While aspects of the present disclosure have been particularly shown and described with reference to the embodiments above, it will be understood by those skilled in the art that various additional embodiments may be contemplated by the modification of the disclosed machines, systems and methods without departing from the spirit and scope of what is disclosed.

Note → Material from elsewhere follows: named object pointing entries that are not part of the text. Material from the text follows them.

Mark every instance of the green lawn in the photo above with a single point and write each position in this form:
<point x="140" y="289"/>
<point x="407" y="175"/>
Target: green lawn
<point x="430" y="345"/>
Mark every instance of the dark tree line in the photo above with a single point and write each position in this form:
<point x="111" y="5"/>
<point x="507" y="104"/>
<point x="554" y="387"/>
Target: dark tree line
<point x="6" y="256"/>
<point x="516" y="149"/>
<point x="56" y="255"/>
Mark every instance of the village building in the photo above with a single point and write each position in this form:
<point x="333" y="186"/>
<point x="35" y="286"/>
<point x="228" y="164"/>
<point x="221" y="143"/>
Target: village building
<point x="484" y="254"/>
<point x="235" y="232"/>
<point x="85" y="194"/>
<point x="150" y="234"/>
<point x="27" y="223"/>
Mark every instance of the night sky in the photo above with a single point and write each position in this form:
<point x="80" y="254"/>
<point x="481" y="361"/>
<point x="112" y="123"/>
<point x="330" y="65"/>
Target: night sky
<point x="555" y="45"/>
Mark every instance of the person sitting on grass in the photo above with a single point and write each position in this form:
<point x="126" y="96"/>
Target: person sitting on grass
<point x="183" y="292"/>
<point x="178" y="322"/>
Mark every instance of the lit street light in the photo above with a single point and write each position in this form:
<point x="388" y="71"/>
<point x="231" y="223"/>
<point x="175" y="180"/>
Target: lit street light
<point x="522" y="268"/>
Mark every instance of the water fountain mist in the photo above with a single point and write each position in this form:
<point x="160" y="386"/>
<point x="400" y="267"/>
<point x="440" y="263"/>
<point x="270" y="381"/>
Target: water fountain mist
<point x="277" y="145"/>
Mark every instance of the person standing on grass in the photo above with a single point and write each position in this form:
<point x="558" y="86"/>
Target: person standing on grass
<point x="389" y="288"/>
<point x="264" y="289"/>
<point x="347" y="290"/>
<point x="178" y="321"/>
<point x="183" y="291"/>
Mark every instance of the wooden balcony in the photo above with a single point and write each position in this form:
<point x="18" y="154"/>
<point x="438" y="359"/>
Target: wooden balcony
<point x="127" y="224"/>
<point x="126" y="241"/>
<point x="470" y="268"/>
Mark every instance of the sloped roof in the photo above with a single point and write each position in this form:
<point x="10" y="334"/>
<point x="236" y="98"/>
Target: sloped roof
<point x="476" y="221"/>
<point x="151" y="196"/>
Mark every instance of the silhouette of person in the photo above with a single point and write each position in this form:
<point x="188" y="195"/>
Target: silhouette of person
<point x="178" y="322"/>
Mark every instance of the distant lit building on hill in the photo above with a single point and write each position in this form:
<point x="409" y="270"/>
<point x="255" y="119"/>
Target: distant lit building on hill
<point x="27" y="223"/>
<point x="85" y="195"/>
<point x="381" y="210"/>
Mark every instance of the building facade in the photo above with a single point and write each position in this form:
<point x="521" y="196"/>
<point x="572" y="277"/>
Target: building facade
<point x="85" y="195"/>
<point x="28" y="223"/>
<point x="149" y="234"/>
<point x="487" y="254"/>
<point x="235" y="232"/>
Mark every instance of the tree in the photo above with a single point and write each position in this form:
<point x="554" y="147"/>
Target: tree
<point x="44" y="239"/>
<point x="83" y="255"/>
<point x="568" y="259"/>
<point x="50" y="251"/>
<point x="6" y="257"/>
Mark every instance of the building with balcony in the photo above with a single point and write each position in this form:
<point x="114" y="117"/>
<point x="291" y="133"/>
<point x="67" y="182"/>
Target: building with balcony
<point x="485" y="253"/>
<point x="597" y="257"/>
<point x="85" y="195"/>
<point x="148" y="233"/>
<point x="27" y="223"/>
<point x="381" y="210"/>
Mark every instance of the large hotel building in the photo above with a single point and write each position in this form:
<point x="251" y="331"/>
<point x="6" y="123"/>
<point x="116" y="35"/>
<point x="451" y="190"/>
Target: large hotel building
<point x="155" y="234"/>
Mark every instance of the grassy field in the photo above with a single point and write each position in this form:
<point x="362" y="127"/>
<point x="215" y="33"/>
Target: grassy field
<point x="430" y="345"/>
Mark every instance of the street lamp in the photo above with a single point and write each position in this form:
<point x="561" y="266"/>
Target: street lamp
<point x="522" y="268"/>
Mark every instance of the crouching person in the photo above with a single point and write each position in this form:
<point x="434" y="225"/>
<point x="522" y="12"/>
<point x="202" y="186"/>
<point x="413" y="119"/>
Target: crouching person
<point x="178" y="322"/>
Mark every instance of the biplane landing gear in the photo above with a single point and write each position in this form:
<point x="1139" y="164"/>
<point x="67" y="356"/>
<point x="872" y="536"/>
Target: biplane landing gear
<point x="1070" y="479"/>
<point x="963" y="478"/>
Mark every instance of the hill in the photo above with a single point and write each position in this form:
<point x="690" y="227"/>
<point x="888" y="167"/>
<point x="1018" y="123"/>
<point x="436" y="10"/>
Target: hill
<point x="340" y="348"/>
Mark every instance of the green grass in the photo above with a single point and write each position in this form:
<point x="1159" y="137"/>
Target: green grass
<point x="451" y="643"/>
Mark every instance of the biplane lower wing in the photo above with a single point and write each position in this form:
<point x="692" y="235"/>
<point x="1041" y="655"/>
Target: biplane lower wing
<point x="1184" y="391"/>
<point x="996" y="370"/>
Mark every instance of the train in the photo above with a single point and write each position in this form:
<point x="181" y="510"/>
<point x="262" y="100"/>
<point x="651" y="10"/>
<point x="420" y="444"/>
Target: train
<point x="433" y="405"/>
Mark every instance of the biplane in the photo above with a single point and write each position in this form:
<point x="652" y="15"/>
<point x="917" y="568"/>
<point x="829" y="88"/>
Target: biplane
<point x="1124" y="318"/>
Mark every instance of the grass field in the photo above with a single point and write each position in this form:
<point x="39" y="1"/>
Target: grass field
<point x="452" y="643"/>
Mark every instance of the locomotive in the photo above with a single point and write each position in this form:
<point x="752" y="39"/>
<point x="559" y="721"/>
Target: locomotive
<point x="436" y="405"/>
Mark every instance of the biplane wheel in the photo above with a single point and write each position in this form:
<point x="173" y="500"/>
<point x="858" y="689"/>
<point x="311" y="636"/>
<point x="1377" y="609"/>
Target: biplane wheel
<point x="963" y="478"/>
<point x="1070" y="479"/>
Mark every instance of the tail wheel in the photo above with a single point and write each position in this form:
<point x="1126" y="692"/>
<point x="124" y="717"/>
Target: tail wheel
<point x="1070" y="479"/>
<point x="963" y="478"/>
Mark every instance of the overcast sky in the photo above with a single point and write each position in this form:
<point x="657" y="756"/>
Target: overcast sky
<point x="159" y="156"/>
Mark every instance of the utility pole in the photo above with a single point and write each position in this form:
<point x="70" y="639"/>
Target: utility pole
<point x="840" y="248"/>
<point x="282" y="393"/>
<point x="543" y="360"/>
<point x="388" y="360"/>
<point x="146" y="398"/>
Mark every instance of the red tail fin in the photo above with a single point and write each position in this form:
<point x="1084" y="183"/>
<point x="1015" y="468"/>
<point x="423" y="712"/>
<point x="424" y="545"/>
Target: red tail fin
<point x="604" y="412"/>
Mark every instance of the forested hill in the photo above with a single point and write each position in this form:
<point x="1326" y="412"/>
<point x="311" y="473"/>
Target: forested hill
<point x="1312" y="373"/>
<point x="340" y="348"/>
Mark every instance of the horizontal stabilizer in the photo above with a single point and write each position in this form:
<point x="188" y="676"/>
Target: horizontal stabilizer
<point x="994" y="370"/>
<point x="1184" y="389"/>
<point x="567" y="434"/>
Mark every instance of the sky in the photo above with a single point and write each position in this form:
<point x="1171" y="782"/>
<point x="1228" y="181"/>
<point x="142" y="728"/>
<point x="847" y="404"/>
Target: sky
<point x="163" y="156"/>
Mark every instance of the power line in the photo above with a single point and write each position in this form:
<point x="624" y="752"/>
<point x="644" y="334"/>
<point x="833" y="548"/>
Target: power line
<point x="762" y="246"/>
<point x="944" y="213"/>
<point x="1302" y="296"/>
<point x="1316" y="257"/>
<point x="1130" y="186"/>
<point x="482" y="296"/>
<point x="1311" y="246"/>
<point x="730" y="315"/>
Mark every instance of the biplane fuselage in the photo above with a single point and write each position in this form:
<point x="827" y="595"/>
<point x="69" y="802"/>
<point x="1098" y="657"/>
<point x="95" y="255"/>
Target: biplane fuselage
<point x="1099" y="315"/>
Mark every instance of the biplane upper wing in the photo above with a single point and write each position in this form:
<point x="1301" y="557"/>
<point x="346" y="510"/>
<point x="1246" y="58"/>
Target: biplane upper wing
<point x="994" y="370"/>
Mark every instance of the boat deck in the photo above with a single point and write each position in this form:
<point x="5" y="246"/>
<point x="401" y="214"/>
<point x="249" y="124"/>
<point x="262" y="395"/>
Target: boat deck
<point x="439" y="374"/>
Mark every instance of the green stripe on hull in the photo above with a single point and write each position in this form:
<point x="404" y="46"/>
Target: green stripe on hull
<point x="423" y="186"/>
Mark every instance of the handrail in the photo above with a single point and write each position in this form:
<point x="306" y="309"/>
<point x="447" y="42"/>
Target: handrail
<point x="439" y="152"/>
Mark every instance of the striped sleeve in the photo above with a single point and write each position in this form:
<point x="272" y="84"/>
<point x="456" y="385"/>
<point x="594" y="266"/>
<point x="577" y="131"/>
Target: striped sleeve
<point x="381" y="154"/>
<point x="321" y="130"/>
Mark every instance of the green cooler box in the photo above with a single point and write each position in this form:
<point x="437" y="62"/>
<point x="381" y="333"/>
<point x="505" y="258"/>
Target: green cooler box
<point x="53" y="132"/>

Such embodiments should be understood to fall within the scope of the present disclosure as determined based upon the claims and any equivalents thereof.

Claims

A cover member (140) for a main bearing (132) for a crankshaft (124) of an engine (100), the main bearing (132) configured to rotatably support the crankshaft (124) in a crankcase (122) of the engine (100), the cover member (140) disposed between the main bearing (132) and the crankcase (122), the cover member (140) configured to at least partially enclose the main bearing (132).
The cover member (140) of claim 1, wherein the main bearing (132) comprises an inner portion configured to interface with the crankshaft (124) and an outer portion configured to interface with the crankcase (122), and wherein the cover member (140) is disposed between the outer portion of the main bearing (132) and the crankcase (122).
The cover member (140) of claim 1 made of one of a sheet metal and a plastic.
The cover member (140) of claim 1 coupled to the main bearing (132) and the crankcase (122) by an interference fit.
The cover member (140) of claim 1 coupled to the main bearing (132) by at least one of adhesives and fasteners.
The cover member (140) of claim 1 having an arcuate shape.
The cover member (140) of claim 1 having a semi-circular shape.
The cover member (140) of claim 7, wherein the main bearing (132) includes an upper portion (134) facing a cylinder member extending from the crankcase (122) and a lower portion (136) opposite to the upper portion (134), and wherein the cover member (140) is disposed on the upper portion (134).
An engine (100) comprising:
a crankcase (122);

a crankshaft (124) rotatably disposed in the crankcase (122);

a main bearing (132) configured to rotatably support the crankshaft (124) in the crankcase (122); and

a cover member (140) disposed between the main bearing (132) and the crankcase (122), the cover member (140) configured to at least partially enclose the main bearing (132).
The engine (100) of claim 9, wherein the main bearing (132) comprises an inner portion configured to interface with the crankshaft (124) and an outer portion configured to interface with the crankcase (122), and wherein the cover member (140) is disposed between the outer portion of the main bearing (132) and the crankcase (122).
The engine (100) of claim 9 made of one of a sheet metal and a plastic.
The engine (100) of claim 9 coupled to the main bearing (132) and the crankcase (122) by an interference fit.
The engine (100) of claim 8 coupled to the main bearing (132) by at least one of adhesives and fasteners.
The engine (100) of claim 9 having a semi-circular shape.
The engine (100) of claim 14, wherein the main bearing (132) includes an upper portion (134) facing a cylinder member extending from the crankcase (122) and a lower portion (136) opposite to the upper portion (134), and wherein the cover member (140) is disposed on the upper portion (134).